The idea that fast cars are only fun when driven on the edge of their envelope is a silly one. As anyone who has ever driven a performance car will know, a lot of the fun comes from those little moments coming onto a motorway when you move from 40 to 70. It can also be hugely rewarding coming off a roundabout on a dual carriage way and accelerating smoothly from 20 to 60. It is these moments that a fast car makes sense. Why labour back up to speed after every roundabout when you can thrust safely back to the normal road speed in an effortless fashion. Even nipping from 0 to 25 mph can be fun, and none of these speeds are illegal or reckless. Yes the car can do it faster, yes it can do 160mph or 200mph or more….but that doesn’t mean that’s the only time it is a pleasure to own.

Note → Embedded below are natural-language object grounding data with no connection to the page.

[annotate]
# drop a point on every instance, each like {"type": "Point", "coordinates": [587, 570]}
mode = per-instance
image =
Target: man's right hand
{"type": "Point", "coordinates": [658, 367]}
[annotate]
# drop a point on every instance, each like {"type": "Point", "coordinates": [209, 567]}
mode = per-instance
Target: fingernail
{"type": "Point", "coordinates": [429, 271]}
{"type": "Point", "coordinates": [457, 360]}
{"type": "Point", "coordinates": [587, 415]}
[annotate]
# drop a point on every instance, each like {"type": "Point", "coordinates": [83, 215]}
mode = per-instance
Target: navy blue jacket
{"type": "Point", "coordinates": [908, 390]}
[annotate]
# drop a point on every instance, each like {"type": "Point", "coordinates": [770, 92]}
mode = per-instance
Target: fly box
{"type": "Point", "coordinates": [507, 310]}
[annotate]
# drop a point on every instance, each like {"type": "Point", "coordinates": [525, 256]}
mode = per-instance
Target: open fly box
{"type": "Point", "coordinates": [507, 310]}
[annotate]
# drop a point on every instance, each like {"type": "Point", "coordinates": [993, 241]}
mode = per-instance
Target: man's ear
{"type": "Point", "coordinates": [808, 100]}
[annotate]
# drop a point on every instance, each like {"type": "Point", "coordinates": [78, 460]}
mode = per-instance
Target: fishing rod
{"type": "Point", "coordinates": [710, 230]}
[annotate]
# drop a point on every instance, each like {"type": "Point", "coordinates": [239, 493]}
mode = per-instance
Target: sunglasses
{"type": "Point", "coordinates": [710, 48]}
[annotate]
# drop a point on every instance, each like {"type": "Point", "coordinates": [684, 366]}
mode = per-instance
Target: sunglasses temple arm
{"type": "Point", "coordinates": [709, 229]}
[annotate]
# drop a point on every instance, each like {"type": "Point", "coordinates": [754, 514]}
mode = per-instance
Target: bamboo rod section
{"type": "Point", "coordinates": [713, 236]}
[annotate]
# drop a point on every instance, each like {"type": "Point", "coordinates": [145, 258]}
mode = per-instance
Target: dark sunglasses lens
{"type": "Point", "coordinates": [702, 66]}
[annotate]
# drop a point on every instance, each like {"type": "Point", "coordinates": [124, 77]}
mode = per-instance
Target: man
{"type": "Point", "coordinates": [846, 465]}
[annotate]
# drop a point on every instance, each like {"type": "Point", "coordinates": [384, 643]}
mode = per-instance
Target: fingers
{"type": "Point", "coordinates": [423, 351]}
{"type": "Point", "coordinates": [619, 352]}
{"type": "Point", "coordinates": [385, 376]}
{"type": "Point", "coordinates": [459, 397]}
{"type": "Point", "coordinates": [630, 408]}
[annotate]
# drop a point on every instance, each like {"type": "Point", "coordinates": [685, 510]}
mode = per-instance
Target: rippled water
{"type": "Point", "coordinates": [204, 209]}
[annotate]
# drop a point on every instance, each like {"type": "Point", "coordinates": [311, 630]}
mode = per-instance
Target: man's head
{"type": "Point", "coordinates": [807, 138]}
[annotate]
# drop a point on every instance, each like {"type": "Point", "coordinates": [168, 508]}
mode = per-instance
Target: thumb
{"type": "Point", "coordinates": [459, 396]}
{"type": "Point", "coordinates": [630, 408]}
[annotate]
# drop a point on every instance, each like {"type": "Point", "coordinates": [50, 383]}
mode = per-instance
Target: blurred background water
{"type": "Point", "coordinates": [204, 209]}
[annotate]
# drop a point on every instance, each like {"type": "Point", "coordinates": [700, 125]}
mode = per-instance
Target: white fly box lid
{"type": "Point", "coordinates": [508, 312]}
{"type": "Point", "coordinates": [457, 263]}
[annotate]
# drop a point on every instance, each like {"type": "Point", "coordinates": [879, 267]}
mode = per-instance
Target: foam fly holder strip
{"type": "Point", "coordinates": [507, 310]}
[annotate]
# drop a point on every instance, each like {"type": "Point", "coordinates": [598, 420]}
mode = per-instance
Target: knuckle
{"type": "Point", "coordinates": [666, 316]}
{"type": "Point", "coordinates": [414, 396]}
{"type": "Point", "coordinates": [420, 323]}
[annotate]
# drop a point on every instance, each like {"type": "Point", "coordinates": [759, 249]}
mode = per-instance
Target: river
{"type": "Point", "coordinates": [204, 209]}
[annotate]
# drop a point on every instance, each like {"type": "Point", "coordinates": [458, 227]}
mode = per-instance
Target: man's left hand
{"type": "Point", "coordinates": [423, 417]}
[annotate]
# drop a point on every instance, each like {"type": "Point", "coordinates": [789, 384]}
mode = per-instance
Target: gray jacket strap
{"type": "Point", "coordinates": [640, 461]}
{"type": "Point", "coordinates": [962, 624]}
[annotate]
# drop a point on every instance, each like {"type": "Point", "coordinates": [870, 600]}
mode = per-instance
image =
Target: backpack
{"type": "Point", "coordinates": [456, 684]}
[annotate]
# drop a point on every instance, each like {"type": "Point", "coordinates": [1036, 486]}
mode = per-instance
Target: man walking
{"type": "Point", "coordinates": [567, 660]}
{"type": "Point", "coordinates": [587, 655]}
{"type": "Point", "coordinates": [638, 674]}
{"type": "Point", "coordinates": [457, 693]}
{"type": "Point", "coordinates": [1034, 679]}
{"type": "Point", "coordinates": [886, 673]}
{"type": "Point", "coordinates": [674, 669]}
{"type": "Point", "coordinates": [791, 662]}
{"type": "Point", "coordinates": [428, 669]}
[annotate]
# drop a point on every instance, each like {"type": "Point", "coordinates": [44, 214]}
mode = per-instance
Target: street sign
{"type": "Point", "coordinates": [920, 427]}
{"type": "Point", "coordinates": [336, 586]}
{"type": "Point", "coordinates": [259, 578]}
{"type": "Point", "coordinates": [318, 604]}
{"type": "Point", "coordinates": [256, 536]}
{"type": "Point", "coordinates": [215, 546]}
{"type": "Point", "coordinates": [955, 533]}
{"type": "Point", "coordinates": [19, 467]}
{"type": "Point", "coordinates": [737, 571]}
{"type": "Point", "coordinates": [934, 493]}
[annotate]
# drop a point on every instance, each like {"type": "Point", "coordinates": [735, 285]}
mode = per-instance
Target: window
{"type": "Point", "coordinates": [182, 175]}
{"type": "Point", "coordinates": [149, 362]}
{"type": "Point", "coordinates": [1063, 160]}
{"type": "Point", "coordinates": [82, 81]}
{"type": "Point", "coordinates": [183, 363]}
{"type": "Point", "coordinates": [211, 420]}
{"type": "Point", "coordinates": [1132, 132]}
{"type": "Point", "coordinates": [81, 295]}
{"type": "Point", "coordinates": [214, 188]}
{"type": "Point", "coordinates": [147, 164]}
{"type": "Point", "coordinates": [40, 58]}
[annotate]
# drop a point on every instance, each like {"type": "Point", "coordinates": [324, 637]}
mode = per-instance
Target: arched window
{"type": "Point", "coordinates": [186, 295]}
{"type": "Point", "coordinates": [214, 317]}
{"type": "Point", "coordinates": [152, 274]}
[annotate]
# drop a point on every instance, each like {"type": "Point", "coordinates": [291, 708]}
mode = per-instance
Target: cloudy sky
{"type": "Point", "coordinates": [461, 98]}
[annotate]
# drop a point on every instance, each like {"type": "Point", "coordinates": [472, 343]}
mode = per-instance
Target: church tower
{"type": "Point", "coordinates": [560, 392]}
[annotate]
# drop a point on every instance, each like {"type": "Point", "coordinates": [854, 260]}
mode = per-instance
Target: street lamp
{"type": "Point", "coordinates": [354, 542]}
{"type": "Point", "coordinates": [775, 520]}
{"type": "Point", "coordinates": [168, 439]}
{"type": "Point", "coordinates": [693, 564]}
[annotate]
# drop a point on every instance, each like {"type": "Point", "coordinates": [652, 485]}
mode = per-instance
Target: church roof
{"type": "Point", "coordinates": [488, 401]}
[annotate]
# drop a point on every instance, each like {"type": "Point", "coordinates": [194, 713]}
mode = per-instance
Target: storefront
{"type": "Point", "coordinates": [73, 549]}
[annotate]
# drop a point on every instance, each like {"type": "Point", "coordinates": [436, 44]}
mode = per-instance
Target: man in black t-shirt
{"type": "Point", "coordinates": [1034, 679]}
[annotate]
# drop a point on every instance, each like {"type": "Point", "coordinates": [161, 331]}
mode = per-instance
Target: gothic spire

Noise, Style, Design and Luxury

When was the last time you saw a very slow car that took your breath away in terms of design, style and luxury? Well never unless you happen to find a 1.0 VW Up prettier than a Mercedes C63 Coupe. For a lot of people the performance of their car actually comes as a by-product of all the other functions of the car. It is just the nature of cars that high spec models tend to lean towards high performance too. But also owners get a great deal of pleasure from the look and design of their car. Some Ferrari owners never drive over 50mph, but they love their car all the same. So once again, the point of a fast car is not just about speed but about the car itself and the pleasure one gets from it.

Lamborghini_On The Track

For those who do seek to experience the true potential of their high performance car there is a huge range of track days open to them. So, in fact, they can experience the speed at which the car was built for and it can be done in the UK. Afterwards they can then simply drive around normally until the next track day.

On and On

The list of reasons why a performance car still makes sense in the UK goes on and on and it really comes down to personal taste. Most of the people who ask what the point is, probably don’t really like cars that much. Perhaps they struggle with a touch of the green eyed monster about people with high end cars too or maybe they simply don’t get it. But whatever the reason there is a clear difference between fast car owners and lover and the people that question their validity and it is this gulf that ultimately means the question will never go away. That being said, it’s fun to debate and we do love a good argument in this country don’t we?